Members of Iraqi security forces are seen during a fight with Islamic State militants Sunday on the outskirts of the city of Ramadi.

Reuters/Landov

The United States has begun its first-ever airstrikes in direct support of Iraqi ground forces, in the opening move of what could be a protracted fight against so-called Islamic State militants in the region.

NPR's Tom Bowman, on Morning Edition, says the airstrikes, south of Baghdad, targeted an Islamic State position after Iraqi soldiers fighting them requested the assistance.

"This is something new," Tom says. "For the first time, U.S. airstrikes have been in support of Iraqi forces."

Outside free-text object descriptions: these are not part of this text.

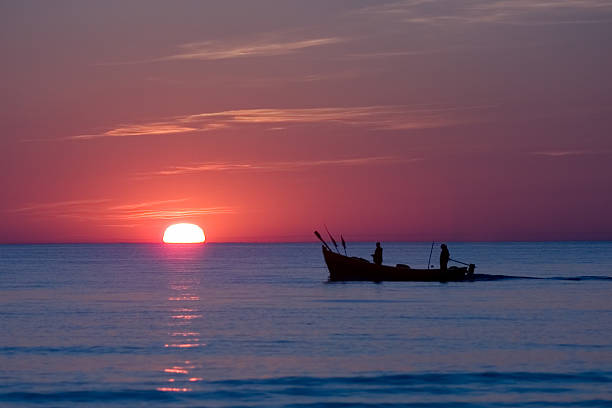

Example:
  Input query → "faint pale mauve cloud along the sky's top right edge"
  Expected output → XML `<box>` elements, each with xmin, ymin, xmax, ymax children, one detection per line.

<box><xmin>358</xmin><ymin>0</ymin><xmax>612</xmax><ymax>25</ymax></box>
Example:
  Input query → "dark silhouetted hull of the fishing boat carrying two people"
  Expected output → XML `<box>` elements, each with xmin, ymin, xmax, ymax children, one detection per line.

<box><xmin>322</xmin><ymin>247</ymin><xmax>472</xmax><ymax>282</ymax></box>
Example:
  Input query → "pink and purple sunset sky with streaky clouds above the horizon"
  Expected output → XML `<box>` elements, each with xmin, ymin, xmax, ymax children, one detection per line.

<box><xmin>0</xmin><ymin>0</ymin><xmax>612</xmax><ymax>243</ymax></box>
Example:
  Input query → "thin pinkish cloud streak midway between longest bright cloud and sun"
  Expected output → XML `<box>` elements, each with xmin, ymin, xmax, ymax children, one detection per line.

<box><xmin>138</xmin><ymin>156</ymin><xmax>422</xmax><ymax>177</ymax></box>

U.S. Central Command said Monday night that six Islamic State vehicles had been destroyed in the airstrikes.

The U.S. has also sent 475 military trainers to Iraq, Tom says. "They will join a few hundred trainers already there," he explains.

"They will be setting up in centers in Irbil and Baghdad," he adds. "Also, the U.S. will be setting up a military headquarters in Iraq headed up by a two-star general with dozens of staff members. And they'll oversee this expanded effort in Iraq — the airstrikes, and also the help from other countries in the region."

Meanwhile, The Associated Press quotes activists as saying that "thousands of residents in the Syrian northeastern city of Raqqa have fled to nearby villages in anticipation of possible U.S. airstrikes against militants in the group Islamic State."